As a film, Merkin doesn’t really have a story; it’s a meditation on Newley by Newley, and sees him making and watching home movies about himself on a beach in Malta, accompanied by his family, plus his new wife Polyester Poontang (Newley’s actual wife, Joan Collins). There’s also some critics (including Victor Spinetti) to swap faux-comedic barbs with, plus seedy old-time comics including Stubby Kaye, George Jessel, Milton Berle as Goodtime Eddie Filth and Bruce Forsyth as Uncle Limelight. The show-business scenes, with clown make-up and puppet themes, recall Fellini, but also bear a resemblance to Rob Marshall’s Chicago (2001), specifically the striking staging of Mister Cellophane.

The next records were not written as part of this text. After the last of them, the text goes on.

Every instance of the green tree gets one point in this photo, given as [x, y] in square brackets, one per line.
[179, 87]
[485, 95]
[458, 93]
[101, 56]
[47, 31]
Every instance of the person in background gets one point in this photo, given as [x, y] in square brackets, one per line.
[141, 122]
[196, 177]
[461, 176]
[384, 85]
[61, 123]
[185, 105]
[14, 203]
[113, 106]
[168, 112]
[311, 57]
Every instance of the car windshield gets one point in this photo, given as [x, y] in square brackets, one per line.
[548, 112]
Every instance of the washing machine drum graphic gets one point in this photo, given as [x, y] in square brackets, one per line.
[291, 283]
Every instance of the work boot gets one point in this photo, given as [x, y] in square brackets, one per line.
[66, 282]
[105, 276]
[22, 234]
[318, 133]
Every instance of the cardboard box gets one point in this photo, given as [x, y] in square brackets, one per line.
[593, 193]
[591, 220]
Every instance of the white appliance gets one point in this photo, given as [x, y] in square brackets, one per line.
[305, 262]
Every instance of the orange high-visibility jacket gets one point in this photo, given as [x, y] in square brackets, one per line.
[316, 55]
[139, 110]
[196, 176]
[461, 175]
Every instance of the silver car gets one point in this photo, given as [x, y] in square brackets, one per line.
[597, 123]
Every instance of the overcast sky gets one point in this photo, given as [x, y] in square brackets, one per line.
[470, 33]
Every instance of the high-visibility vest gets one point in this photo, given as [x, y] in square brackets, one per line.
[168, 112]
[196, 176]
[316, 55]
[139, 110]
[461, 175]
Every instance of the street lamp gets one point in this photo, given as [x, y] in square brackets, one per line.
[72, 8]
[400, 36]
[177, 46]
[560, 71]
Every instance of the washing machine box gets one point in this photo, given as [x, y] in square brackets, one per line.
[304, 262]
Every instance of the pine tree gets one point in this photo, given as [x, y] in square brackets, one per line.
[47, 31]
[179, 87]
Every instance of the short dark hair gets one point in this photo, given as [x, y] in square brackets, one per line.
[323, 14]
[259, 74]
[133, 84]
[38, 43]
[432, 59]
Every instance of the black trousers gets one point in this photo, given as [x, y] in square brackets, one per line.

Heironymus Merkin is a personal, ambitious and influential film with an emphasis on pathos and self-pity. The intensely personal nature of the production seems like a miscalculation of what audiences might want to see, and Newley’s career never recovered. The film, viewable only on a tatty dupe, is almost unwatchable, and yet has the fascination of a train-wreck, a car crash and a dumpster fire simultaneously. And given what we know now about Newley’s subsequent unhappiness, it’s a film that’s gained in credibility and authenticity over the years; a new print would be worth exhuming, if only to provide the punch-line to a shaggy-dog anecdote about one of the most wayward talents in Hollywood history. I can’t provide a link, but the ad/poster below should be enough to dissuade the unwary for dabbling in this area.
I applaud your bravery in bold film choices.
I walk a thin line between eclecticism and idiocy.
How often do you have to brain bleach yourself? Watching movies like this would seem to carry a risk of having a sunken intellect, and your spirit destroyed…
It’s taken six years and four attempts to get through this movie. Injecting disinfectant might have been an easier route forward…
Often heard of this but never actually seen it. Sound like it needs a Criterion release.
I think I need a release from watching this film…but yes, would love to see a Criterion release, and the film, despite many faults, justifies that kind of revival.